Courtesy the researchers

"The problem is that the track is not stationary because of vibration and the wobble of the disk," Horowitz says. "In order to maintain high track density, you need to reject those disturbances."

That's no easy task, he explains. It's essentially like trying to place an object in a precise location using a very long fishing pole. In a hard drive, the voice coil motor is the equivalent of your hand, while the read/write head is the tip of the rod. In between is the pole, the flexible suspension system.

The researchers' first innovation was to add a microactuator to the end of the suspension. Fabricated in UC Berkeley's microlab using the same processes by which semiconductors are manufactured, the micro-electromechanical system (MEMS) actuator, just a few millimeters in size, is mounted just above the read/write head.

"The voice coil motor still handles the gross motion, while the microactuator does the fine positioning at the very tip," Horowitz explains.

In this experimental configuration, one of the two piezoelectric actuators that positions the read/write head above the disk was used as a sensor to provide feedback about the head's position.
Courtesy the researchers

After proving the effectiveness of the microactuator, the next step was to close the feedback loop. Feeding the microactuator data about how much the read/write head is shifting as a result of the vibration would enable it to compensate for the disturbances.

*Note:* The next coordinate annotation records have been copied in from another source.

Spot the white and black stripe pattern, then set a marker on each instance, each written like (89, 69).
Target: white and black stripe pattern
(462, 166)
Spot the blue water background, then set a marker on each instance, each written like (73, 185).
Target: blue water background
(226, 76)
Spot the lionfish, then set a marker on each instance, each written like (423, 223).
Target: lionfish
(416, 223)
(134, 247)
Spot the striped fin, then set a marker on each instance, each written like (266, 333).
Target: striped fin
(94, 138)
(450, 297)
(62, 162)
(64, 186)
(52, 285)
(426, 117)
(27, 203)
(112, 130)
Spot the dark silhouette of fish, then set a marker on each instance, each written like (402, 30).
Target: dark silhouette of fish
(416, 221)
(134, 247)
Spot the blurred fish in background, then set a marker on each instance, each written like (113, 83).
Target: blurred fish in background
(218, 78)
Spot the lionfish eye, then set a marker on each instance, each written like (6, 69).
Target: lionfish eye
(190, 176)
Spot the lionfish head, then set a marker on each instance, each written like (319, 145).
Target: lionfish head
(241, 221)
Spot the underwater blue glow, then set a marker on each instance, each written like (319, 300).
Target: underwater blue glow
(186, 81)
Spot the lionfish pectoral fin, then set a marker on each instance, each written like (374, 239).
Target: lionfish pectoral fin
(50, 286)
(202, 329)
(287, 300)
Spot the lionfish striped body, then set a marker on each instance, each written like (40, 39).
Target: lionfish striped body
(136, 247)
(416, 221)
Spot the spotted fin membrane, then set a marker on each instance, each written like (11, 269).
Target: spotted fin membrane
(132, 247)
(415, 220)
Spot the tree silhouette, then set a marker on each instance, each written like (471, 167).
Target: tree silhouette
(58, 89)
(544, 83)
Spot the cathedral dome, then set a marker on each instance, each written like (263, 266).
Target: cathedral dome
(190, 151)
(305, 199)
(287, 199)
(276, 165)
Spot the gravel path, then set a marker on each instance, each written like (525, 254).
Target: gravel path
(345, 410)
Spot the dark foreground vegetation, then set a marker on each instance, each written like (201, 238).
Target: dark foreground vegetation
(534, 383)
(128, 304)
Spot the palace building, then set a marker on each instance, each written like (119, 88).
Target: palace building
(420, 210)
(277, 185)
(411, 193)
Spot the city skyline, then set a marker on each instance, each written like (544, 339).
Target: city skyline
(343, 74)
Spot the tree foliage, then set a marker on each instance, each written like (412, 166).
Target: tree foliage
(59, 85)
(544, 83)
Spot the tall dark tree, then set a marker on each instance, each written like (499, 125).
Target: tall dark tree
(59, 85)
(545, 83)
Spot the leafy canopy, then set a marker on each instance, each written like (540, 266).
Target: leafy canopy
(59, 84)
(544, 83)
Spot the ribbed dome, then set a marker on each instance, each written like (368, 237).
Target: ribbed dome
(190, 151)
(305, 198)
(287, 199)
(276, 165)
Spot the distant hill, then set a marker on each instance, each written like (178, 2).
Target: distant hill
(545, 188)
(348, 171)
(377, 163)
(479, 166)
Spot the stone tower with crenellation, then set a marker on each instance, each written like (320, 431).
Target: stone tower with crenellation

To experiment, Horowitz modified another industry approach for a dual-actuator suspension system. The system employs two piezoelectric actuators that change shape when current runs through them and generate a voltage as their shape shifts. Horowitz hijacked one of the actuators as a strain sensor to measure deflection, or the motion of the head. That measurement was then used to determine how much the voice coil motor and the other piezoelectric actuator should shift the head's position.

"It's a way to actively dampen the vibration," Horowitz says.

Currently, Horowitz and his team are developing a MEMS strain sensor to couple with their MEMS microactuator. The combined system, he explains, will enable the read/write head to track with less than 3 nanometers of error.

"If the microsensor can detect that the suspenion is bending one way, the microactuator can push back the other way," he says. "The motion will not only be extremely precise but much faster, so you can place tracks even closer together."

And that micromechanical solution, in conjunction with other hard drive innovations developed at Berkeley and elsewhere, should keep data storage right on track.



A Force Field for No-Fly Zones
by David Pescovitz

Printer-friendly versionPrinter-friendly version

Prof. Edward A. Lee

Professor Edward A. Lee is co-author with Berkeley colleague Pravin Varaya of the book Structure and Interpretation of Signals and Systems (Addison Wesley, 2003)
Cordell Green photo

Imagine if on September 11, 2001, New York City was surrounded by a force field. When the terrorists flying toward the World Trade Center began their descent, they would have encountered a phenomenon not unlike a vortex that pushed the plane to the left or right. As they fought toward their target, the resistance could have increased until the plane was automatically diverted from lower Manhattan.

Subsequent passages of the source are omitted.